To hear Don Spencer tell the story, he and his business "got screwed."
Spencer is no stranger to starting and running businesses. Between 1987 and 1993, the nationally certified training coach ran a gymnastics complex in Cañon City, Colorado, which cleared approximately $200,000 a year. The business eventually expanded to a satellite operation in Pueblo.
Colorado proved too small for Spencer's ambitions, however, and, after doing a great deal of study, he left in January 1994, determined to build a bigger and better operation in Las Vegas. "I researched the entire United States," he recalls, "and every time I looked at Las Vegas, I was just amazed."
The bright lights of that city's gargantuan casinos may have blinded Spencer temporarily. How else to explain why he put up a $10,000 retainer, plus several thousand dollars in upfront fees, for a Nevada broker-dealer to raise money on a "best efforts" basis?
What Spencer was trying to do was raise capital for his company, Go for It Inc., through a Small Corporate Offering Registration (SCOR), a 50-question form used to register public offerings in 43 states without going through the time and expense of filing a registration with the Securities and Exchange Commission (SEC). Trouble is, SCOR laws vary among states, and in Nevada, brokers are not allowed to solicit indications of interest from potential investors until after the SCOR offering is approved by the state securities commission.
Bob Tretiak, president of Retirement Financial Centers of America Inc., which tried to raise money for Spencer, says lawmakers and brokers alike are working to overturn that law. "We busted our hump on it," Tretiak says of his company's efforts to raise money for Go for It. Sadly, he adds, few of Spencer's vendors or clients seemed inclined to invest.

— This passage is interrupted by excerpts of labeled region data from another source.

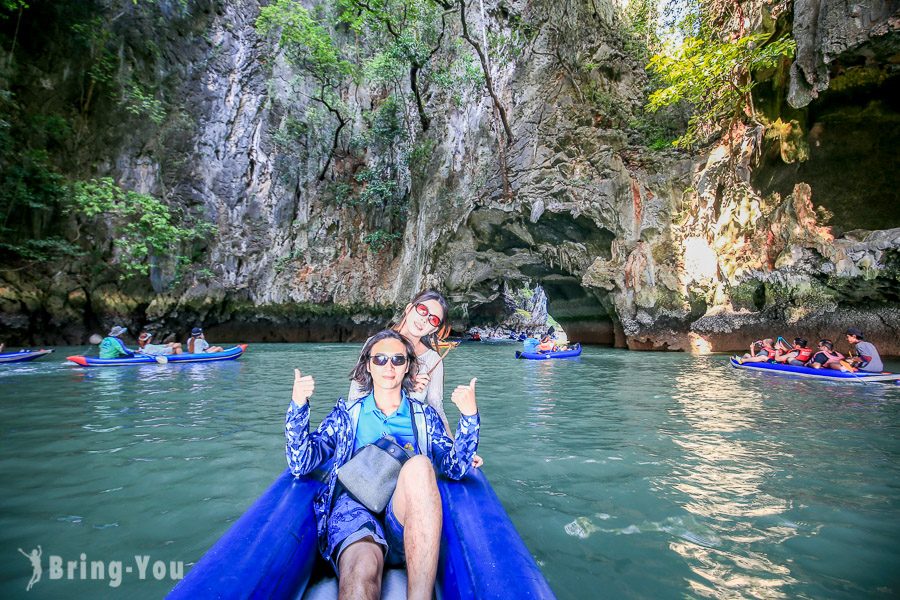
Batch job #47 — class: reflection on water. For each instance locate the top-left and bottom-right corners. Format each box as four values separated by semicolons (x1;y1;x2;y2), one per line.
659;369;796;598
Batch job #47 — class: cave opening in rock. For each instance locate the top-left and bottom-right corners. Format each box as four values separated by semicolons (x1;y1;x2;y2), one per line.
753;64;900;236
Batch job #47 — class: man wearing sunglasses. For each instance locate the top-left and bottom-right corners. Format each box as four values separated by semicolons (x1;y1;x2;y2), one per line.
285;330;480;599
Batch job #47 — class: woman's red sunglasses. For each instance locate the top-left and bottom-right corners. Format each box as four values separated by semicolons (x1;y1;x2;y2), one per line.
416;302;441;327
371;354;406;367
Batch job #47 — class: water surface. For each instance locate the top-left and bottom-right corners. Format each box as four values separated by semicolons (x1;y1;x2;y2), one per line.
0;344;900;599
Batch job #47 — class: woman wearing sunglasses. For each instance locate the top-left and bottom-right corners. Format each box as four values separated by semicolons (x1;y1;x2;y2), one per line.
347;290;484;467
292;329;480;599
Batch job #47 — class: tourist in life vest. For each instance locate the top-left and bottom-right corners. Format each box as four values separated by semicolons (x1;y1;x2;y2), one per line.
100;325;134;358
537;334;556;352
138;331;182;356
847;327;884;373
187;327;225;354
809;340;847;371
775;338;813;367
738;338;778;364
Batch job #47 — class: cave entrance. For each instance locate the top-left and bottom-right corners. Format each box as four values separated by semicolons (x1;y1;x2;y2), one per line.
449;208;616;345
458;274;615;346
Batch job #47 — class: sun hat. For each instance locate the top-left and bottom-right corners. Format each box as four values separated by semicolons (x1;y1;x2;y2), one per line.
108;325;128;337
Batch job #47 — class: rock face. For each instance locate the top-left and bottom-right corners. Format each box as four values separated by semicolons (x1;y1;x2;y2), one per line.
0;0;900;354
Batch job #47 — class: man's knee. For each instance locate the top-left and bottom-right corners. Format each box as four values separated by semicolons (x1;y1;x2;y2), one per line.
338;538;384;580
397;454;437;489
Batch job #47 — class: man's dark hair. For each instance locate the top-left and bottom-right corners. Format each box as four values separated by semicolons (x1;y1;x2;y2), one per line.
350;329;418;394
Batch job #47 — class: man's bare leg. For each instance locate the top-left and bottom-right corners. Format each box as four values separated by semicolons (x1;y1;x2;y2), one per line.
394;455;443;600
338;538;384;600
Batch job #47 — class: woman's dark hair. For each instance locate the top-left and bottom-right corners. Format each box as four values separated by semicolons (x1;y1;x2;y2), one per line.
350;329;418;394
393;290;450;350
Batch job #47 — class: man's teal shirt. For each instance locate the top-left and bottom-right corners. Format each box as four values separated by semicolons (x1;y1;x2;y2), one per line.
353;391;416;454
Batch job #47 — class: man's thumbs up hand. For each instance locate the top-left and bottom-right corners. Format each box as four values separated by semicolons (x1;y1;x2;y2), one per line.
450;377;478;417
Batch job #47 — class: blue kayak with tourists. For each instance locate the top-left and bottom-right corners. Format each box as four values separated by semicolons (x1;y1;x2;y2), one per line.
731;356;900;383
168;469;555;600
66;344;247;367
0;348;53;364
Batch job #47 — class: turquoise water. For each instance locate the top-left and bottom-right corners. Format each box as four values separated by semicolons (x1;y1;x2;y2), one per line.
0;344;900;599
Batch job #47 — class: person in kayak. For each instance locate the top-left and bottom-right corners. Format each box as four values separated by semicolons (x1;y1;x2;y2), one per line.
347;290;484;467
187;327;225;354
138;331;183;356
738;338;778;364
284;329;480;600
100;325;134;358
846;327;884;373
809;340;847;371
537;333;556;352
775;338;812;367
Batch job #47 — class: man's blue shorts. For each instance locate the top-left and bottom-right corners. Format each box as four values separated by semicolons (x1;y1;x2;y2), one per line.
328;493;406;573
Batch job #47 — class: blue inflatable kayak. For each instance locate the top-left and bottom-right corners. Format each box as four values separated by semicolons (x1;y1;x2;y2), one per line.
66;344;247;367
0;350;53;363
168;469;555;600
516;344;581;360
731;356;900;383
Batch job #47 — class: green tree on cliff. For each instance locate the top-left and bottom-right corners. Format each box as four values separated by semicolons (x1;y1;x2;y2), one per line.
647;0;795;148
256;0;357;181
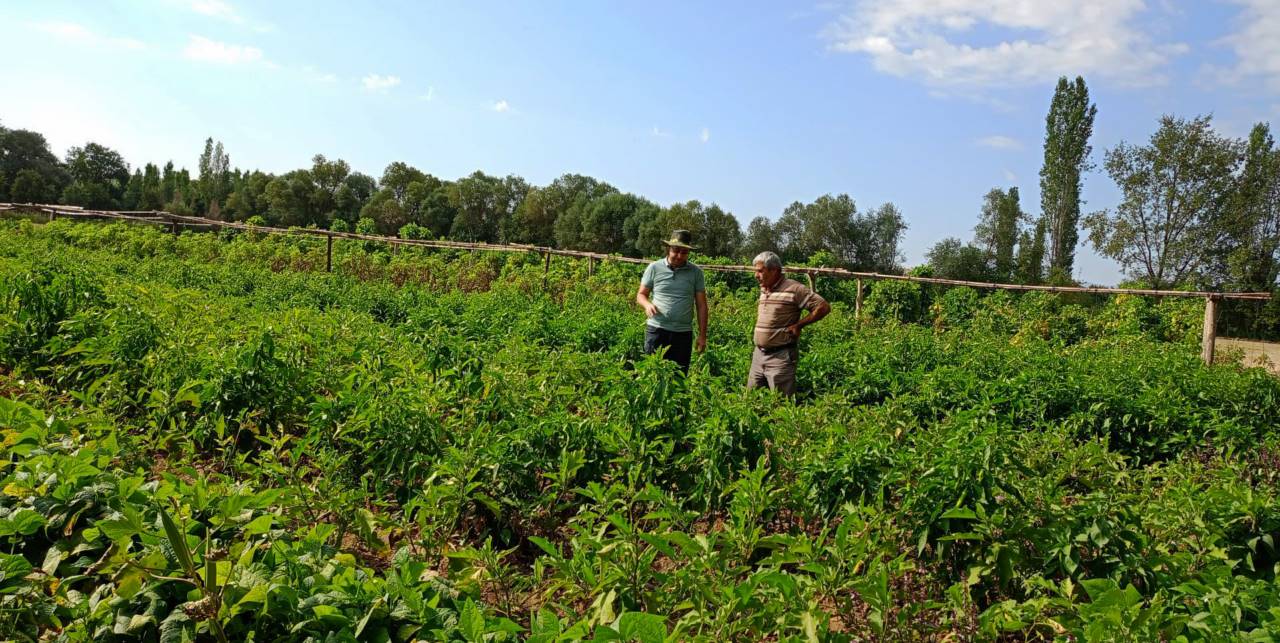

All Don Spencer knows is that "[Tretiak] said in front of many witnesses that he could raise $500,000 in 60 days and $1 million in 100 days. One year later, he had raised $4,000."
Spencer might have been more careful, knowing after all that Retirement Financial was only working on a best-efforts basis and had no obligation to deliver on what it had proposed.
"We believe an issuer, like Mr. Spencer, when he says people are coming out of the woodwork wanting to buy his stock," Tretiak says. Enthusiasm, however, is no substitute for a realistic view of the possible financial pitfalls involved in raising capital. "I would caution every small company [that] desires to go public to realize that there are unreimbursable risks and costs attendant to such an effort," Tretiak adds.
That advice means little to Spencer, who came out of the deal a little wiser and a lot more bitter. All he knows about the transaction is this: He lost his cash. And now he has turned to another investor to do a private placement for the firm. Could he be tempting fate once again?